Reviving the E-Book?

I have never been a big fan of the idea of the e-book. While I appreciate making the information contained in books available electronically, the idea of reading a book as such in electronic format just doesn't appeal to me. Last week, however, the New York Times reviewed a new product from Sony designed to win over e-skeptics such as myself:

What distinguishes Sony’s effort from all the failed e-book readers of years gone by, however, is the screen.

The Reader employs a remarkable new display technology from a company called E Ink. Sandwiched between layers of plastic film are millions of transparent, nearly microscopic liquid-filled spheres. White and black particles float inside them, as though inside the world’s tiniest snow globes. Depending on how the electrical charge is applied to the plastic film, either the black or white particles rise to the top of the little spheres, forming crisp patterns of black and white.

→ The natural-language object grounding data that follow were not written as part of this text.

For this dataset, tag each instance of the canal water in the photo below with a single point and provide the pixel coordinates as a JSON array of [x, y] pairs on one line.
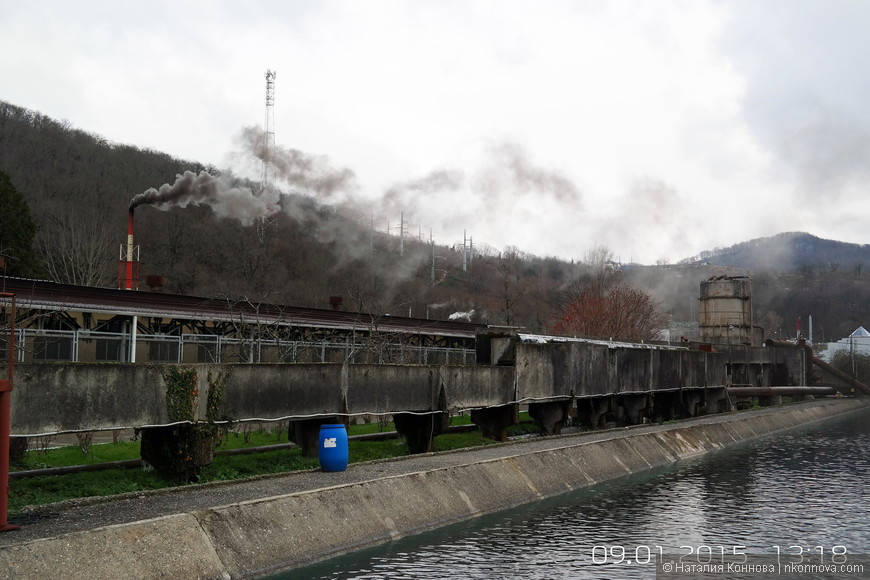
[[802, 492]]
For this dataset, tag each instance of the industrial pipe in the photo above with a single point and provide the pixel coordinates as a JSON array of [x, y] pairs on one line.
[[851, 381]]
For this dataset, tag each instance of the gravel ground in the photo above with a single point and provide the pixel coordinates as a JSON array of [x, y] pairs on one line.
[[90, 513]]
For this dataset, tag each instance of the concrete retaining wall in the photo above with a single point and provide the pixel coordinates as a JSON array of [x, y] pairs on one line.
[[264, 536]]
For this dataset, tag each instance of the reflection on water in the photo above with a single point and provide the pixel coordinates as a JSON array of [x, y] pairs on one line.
[[806, 486]]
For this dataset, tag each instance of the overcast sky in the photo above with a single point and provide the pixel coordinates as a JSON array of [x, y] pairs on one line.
[[657, 128]]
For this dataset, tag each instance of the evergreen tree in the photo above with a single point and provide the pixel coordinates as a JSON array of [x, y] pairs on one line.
[[17, 230]]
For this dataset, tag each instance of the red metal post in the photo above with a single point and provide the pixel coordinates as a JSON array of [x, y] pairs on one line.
[[5, 422], [129, 281]]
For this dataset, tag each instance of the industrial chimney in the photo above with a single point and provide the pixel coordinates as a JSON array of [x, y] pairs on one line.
[[128, 264]]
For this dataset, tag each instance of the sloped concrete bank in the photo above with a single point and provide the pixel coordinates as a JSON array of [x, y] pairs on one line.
[[259, 537]]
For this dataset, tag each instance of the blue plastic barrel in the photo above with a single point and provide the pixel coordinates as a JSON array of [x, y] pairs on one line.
[[332, 447]]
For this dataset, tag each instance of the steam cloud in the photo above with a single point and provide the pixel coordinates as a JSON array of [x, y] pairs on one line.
[[299, 169], [205, 189]]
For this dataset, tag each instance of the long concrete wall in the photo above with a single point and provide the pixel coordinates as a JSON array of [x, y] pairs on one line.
[[260, 537], [50, 398]]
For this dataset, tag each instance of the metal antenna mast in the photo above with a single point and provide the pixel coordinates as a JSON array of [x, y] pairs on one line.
[[268, 148], [269, 133]]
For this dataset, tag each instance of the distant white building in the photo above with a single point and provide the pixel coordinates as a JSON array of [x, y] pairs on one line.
[[858, 342]]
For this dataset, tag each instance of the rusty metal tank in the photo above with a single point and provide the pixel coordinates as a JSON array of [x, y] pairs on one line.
[[725, 312]]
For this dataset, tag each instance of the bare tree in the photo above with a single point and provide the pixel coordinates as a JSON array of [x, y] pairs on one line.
[[76, 248], [621, 312]]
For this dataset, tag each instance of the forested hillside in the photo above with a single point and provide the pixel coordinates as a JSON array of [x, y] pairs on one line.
[[77, 187]]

The result looks like ink on light gray paper. The “ink” is so close to the surface of the screen, it looks as if it’s been printed there. The reading experience is pleasant, natural and nothing like reading a computer screen.

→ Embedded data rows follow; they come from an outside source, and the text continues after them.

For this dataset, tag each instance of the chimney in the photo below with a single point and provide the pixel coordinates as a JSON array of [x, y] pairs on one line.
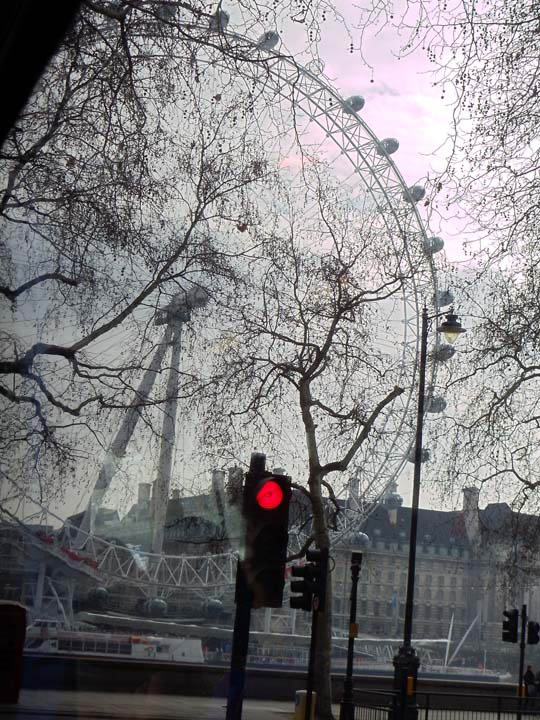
[[471, 496], [234, 485], [353, 493], [143, 496]]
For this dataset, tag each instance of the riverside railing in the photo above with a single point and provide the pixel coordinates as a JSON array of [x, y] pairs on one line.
[[379, 705]]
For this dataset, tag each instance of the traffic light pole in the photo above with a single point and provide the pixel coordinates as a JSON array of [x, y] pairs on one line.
[[311, 664], [242, 620], [522, 657], [347, 707]]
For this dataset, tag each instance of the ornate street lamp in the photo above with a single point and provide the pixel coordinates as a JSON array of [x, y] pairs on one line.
[[406, 661]]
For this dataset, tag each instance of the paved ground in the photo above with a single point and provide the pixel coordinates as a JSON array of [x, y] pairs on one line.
[[42, 704]]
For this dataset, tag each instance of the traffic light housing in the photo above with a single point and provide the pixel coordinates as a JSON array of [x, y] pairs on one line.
[[533, 632], [510, 626], [266, 513], [312, 586]]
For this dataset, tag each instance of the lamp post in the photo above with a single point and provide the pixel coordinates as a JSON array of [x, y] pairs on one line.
[[406, 661]]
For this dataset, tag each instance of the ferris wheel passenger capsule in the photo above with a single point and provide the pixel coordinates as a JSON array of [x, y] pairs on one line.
[[268, 40], [425, 455], [433, 245], [414, 194], [219, 21], [387, 146], [444, 352], [436, 404], [444, 298], [353, 104]]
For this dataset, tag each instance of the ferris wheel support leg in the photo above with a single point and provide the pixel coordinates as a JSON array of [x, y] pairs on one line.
[[117, 449], [38, 597], [160, 493]]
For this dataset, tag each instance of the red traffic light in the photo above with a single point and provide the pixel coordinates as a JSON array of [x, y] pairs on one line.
[[270, 495]]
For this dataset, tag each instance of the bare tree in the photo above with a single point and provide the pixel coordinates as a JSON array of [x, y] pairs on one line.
[[485, 62], [305, 369]]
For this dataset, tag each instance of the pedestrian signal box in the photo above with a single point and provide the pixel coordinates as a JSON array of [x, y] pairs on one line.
[[510, 625]]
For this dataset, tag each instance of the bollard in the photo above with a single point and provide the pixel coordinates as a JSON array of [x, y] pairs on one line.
[[300, 705], [12, 633]]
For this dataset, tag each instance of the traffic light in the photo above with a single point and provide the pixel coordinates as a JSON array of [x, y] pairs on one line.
[[312, 586], [533, 630], [510, 626], [266, 513]]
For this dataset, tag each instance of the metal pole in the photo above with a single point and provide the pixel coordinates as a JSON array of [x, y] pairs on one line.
[[242, 620], [406, 662], [347, 707], [311, 664]]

Essentially, then, this new product allows you to read an e-book as if it was in paper. While this sounds kind of cool, I think writer David Pogue gets it right with his conclusion:

Is that it, then? Is the paper book doomed? Was it only a transitional gadget, a placeholder that came between stone tablets and e-books?

Not any time soon. The Sony Reader is an impressive achievement, and an important step toward a convenient alternative to bound books. It will make certain niche groups very happy: gadget freaks, lawyers with massive document stashes, doctors and pilots who check hefty reference texts, high school students with 35-pound backpacks and anyone who likes to read by the pool for 20 weeks at a time.

The masses, however, may continue to prefer the more established portable-document format. Those older reading machines never run out of power, cost about 2 percent as much and don’t break when dropped. You know: p-books.



Count me with the masses on this one. E-books can be useful under certain circumstances, but aren't really needed by most people. After all, if the only way to make e-books truly readable is to simulate the experience of reading a paper book, then why not just stick with the latter?

1 Comments:

Anonymous Jen. said...

Thought you might be interested in this -- author Robert J. Sawyer presents a critical review of the Sony ebook reader from the perspective of someone who really does want the idea to work:

http://sfwriter.com/2006/10/more-on-ebooks.html

He talks about what he likes about the idea in general, and also what he doesn't like about this one in specific, and about what he perceives as the mistakes made by their marketers.

IMO, readers seem to be a much more useful tool for someone who travels a lot, as he does, than for someone who doesn't.

p.s. Hi from Michigan. Yep, the whole state.